Makassar, Sonora.ID - Gubernur Sulawesi Selatan, Nurdin Abdullah dan Pj Walikota Makassar, Rudy Djamaluddin memenuhi panggilan klarifikasi Badan Pengawas Pemilu (Bawaslu).
Pemanggilan tersebut atas dugaan tidak netral yang dilaporkan tim hukum pasangan calon nomor urut 1 di Pilwali Kota Makassar, Danny Pomanto- Fatmawati Rusdi.
Ketua Bawaslu Makassar, Nursari mengatakan keduanya memenuhi panggilan untuk memberikan klarifikasi. Proses klarifikasi tersebut berlangsung melalui daring.
"Tadi sudah diklarifikasi di zoom, inikan ada laporan masyarakat kebetulan Pj dan Gubernur berstatus sebagai terlapor. Maka kami klarifikasi sekaitan dengan pelaporan itu," kata Nursari, Rabu (25/11/2020).
Dia enggan menjabarkan lebih detail pokok pembicaraan dengan Pj Wali Kota Rudy dan Gubernur Nurdin terkait dengan pemanggilan tersebut.
"Kalau soal keterangan saya tidak bisa sebarkan," ungkapnya.
Sebelumnya, Tim hukum Mohammad Ramdhan 'Danny' Pomanto-Fatmawati Rusdi, Ahmad Rianto melaporkan Sekretaris Camat (Sekcam) Ujung Tanah Andi Syaiful ke Badan Pengawas Pemilu (Bawaslu) Kota Makassar.
Pelaporan tersebut ihwal netralitas Aparat Sipil Negara lantaran dinilai ikut dalam kontestasi politik di Makassar.
Berdasarkan rekaman yang beredar luas, mereka disinyalir telah menyusun agenda untuk memenangkan salah satu calon kontestan Pilkada Makassar.
Pasalnya, Sekcam Ujung Tanah menyebut nama Gubernur Sulsel dan Pj Wali Kota Makassar sebagai bagian yang memberi instruksi untuk memenangkan salah satu kandidiat Pilkada.

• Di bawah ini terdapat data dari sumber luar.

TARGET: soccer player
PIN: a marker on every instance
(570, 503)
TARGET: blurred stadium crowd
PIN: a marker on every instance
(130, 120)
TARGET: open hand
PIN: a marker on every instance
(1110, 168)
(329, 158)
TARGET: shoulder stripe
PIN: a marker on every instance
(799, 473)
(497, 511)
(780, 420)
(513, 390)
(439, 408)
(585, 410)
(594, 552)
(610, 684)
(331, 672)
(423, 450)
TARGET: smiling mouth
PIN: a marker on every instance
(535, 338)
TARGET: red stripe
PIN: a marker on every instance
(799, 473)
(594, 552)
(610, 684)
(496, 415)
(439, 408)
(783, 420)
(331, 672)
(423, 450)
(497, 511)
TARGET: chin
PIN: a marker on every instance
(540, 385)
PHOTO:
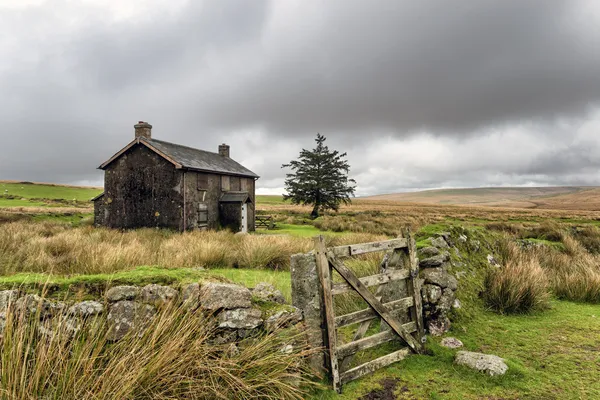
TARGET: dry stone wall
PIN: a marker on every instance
(240, 312)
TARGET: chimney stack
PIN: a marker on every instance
(143, 130)
(224, 150)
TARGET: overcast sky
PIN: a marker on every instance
(420, 94)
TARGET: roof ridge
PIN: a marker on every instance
(182, 145)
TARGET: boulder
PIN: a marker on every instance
(488, 363)
(214, 296)
(439, 242)
(267, 292)
(437, 276)
(446, 301)
(126, 315)
(283, 318)
(32, 304)
(158, 295)
(435, 261)
(120, 293)
(86, 309)
(430, 251)
(431, 293)
(240, 318)
(7, 297)
(451, 343)
(438, 326)
(190, 295)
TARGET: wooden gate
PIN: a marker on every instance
(399, 252)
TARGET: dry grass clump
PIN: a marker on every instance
(520, 286)
(172, 359)
(575, 273)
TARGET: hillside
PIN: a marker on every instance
(567, 198)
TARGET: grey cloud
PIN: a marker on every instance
(268, 80)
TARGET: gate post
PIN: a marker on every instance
(307, 296)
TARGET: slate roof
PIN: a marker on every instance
(235, 197)
(190, 158)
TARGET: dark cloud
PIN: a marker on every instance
(420, 94)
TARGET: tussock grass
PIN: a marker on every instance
(172, 359)
(59, 249)
(520, 286)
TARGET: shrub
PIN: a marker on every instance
(520, 286)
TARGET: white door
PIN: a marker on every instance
(245, 218)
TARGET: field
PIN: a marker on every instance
(553, 352)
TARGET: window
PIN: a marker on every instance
(202, 182)
(202, 214)
(225, 183)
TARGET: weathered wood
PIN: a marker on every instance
(372, 280)
(368, 314)
(374, 365)
(325, 279)
(347, 349)
(414, 286)
(374, 303)
(363, 248)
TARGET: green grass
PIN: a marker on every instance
(41, 191)
(296, 230)
(20, 203)
(60, 285)
(551, 355)
(270, 199)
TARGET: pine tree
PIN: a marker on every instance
(319, 178)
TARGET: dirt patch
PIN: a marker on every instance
(386, 392)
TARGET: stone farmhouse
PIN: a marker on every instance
(153, 183)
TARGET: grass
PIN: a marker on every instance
(48, 191)
(551, 355)
(173, 358)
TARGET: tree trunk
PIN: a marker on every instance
(315, 213)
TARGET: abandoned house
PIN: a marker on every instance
(152, 183)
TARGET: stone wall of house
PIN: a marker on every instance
(240, 312)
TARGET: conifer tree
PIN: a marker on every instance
(319, 178)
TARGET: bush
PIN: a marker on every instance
(520, 286)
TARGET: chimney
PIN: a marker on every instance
(143, 130)
(224, 150)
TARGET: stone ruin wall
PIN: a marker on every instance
(236, 309)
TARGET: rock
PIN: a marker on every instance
(158, 295)
(32, 304)
(439, 242)
(86, 309)
(214, 296)
(240, 318)
(224, 336)
(438, 326)
(431, 293)
(120, 293)
(451, 343)
(7, 297)
(126, 315)
(190, 295)
(267, 292)
(283, 318)
(434, 262)
(437, 276)
(488, 363)
(492, 261)
(430, 251)
(446, 301)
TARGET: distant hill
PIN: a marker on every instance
(567, 197)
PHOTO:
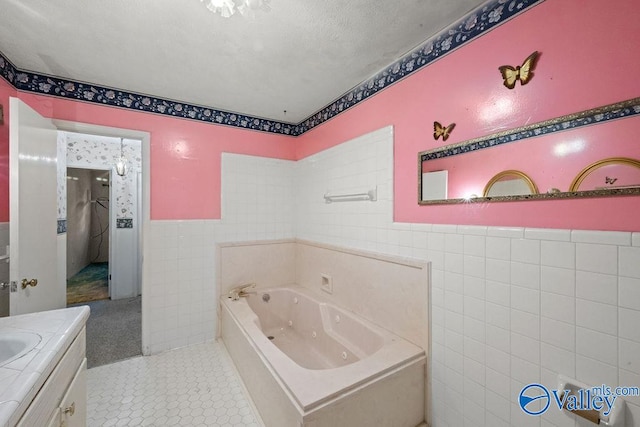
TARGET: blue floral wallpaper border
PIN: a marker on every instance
(602, 114)
(62, 226)
(124, 223)
(482, 19)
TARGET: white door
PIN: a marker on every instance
(33, 212)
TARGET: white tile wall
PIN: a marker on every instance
(509, 305)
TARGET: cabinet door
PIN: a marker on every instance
(74, 403)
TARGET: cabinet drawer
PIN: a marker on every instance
(50, 395)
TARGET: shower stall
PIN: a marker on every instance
(88, 229)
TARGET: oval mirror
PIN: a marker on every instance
(510, 183)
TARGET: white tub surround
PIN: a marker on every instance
(61, 333)
(373, 376)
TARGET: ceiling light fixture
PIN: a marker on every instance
(226, 8)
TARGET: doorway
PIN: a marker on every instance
(88, 234)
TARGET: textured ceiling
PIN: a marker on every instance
(299, 57)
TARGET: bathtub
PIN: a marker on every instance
(306, 362)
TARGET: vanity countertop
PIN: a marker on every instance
(21, 379)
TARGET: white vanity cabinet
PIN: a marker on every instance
(62, 400)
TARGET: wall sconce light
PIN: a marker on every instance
(121, 164)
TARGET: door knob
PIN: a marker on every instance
(32, 282)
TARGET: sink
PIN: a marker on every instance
(14, 345)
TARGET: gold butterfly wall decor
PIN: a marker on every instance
(441, 131)
(522, 72)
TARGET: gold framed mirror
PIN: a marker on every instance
(542, 159)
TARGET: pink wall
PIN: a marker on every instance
(6, 90)
(584, 47)
(185, 155)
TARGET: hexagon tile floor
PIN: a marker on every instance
(191, 386)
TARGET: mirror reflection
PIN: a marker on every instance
(510, 183)
(553, 159)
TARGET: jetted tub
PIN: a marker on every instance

Menurut Ahmad, keterlibatan mereka dalam kontestasi politik didukung sejumlah bukti rekaman suara yang mengarahkan pemilih agar mendukung salah satu Paslon.
“Kami berharap Bawaslu dapat melakukan pekerjaan serius karena berkaitan dengan netralitas ASN. Saya kira apa yang dilakukan Sekcam bisa jadi atas instruksi atasan,” pungkasnya.
Padahal, kualitas demokrasi di dalam penyelenggaraan pilkada turut dipengaruhi oleh sejauh mana ASN dapat menjaga netralitasnya.
Persoalannya, ASN justru kerap kurang dapat menjaga netralitas mereka di dalam kontestasi politik dengan berbagai alasan.
Akibatnya, demokrasi yang berkualitas yang diharapkan dapat tercipta melalui sebuah proses kontestasi, berpotensi tercoreng.